He worked closely with Republican legislators so that in the past week we had the spectacle of Republican lawmakers defending Beebe against the attacks of their own standard-bearer. Second, on the basis of knowledge and experience the state may never have had a better-qualified candidate for governor. He has been the legislature’s acknowledged expert on government operations and budgets. Hutchinson’s practice has been in spendthrift Washington, where he helped the Bush administration produce the biggest deficits in history.
He will have to learn that you can’t budget that way in Arkansas. Campaigns usually tell us little about what a man will do after he’s elected, but they do tell us how he will react when his career is on the line. Beebe’s campaign has been overly cautious and safe to the point of boredom but short on demagoguery and personal attack. That has never described an Asa Hutchinson campaign.

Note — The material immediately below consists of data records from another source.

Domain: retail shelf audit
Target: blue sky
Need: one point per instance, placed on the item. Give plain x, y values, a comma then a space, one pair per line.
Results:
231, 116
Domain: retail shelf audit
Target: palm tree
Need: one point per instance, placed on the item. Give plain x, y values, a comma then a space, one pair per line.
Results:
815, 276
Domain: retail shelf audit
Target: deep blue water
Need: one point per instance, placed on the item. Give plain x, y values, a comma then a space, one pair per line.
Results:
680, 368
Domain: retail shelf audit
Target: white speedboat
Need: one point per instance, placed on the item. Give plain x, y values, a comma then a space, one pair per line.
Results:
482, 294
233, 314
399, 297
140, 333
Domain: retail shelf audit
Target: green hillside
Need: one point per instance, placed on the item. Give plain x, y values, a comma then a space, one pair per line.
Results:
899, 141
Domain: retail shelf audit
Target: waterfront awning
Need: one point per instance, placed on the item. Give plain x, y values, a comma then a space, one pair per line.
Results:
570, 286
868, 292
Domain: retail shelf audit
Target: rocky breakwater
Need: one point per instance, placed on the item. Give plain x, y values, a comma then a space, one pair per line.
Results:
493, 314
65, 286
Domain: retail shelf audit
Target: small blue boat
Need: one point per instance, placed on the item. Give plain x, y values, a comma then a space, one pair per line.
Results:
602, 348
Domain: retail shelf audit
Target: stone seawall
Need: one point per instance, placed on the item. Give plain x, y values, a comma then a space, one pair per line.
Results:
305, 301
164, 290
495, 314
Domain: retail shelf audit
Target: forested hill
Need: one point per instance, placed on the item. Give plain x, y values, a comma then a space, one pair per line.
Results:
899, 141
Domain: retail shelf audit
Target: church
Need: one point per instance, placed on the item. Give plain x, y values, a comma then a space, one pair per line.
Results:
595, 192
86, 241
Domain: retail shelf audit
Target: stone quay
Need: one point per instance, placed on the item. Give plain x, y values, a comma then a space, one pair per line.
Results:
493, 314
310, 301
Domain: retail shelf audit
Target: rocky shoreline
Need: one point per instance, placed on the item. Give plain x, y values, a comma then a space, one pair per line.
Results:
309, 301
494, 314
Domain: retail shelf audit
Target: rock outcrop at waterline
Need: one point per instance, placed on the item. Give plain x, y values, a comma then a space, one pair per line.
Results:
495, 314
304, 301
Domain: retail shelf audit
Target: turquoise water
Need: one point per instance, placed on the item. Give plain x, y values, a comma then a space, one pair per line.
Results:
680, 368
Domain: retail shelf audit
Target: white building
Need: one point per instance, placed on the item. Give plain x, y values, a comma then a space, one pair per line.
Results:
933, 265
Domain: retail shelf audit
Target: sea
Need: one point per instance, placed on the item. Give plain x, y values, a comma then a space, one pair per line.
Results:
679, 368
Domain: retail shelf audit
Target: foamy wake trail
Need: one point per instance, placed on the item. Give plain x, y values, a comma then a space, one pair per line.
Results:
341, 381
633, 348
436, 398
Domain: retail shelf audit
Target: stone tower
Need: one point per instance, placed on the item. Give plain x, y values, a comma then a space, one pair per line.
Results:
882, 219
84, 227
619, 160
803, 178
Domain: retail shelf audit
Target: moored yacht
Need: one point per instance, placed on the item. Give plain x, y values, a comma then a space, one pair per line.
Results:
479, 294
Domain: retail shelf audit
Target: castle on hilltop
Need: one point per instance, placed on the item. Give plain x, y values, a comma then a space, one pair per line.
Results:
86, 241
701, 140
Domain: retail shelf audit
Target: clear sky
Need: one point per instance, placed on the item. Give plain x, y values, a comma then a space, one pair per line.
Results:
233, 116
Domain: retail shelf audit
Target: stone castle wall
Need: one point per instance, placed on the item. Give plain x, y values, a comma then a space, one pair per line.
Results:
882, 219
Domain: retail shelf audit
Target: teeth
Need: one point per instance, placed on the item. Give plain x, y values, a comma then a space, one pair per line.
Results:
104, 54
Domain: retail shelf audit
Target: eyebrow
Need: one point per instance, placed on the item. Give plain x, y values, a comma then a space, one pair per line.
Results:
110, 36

Some will remember Hutchinson’s nasty attacks on the character of Dale Bumpers and Winston Bryant in two losing statewide campaigns. Last week, his campaign was linking Beebe with the corruption of state Sen. Nick Wilson, who spent time in the federal penitentiary for his self-dealing with a state ad-litem program for children.
Hutchinson implied that Beebe and Wilson were cronies. Even Hutchinson’s brother-in-law, who served with Beebe in the Senate, had to dispute that. Nick Wilson was the only enemy Beebe ever made in the legislature.
They were implacable foes. Wilson contemptuously referred to Beebe and his friend, Sen. Morril Harriman of Van Buren, as “the young golfers.” Beebe and Vic Snyder, a state senator then and now congressman, led the way in curtailing Wilson’s power in the ’90s. Forget their narrow little arguments over schools and taxes. On things that matter much more, Mike Beebe is the choice.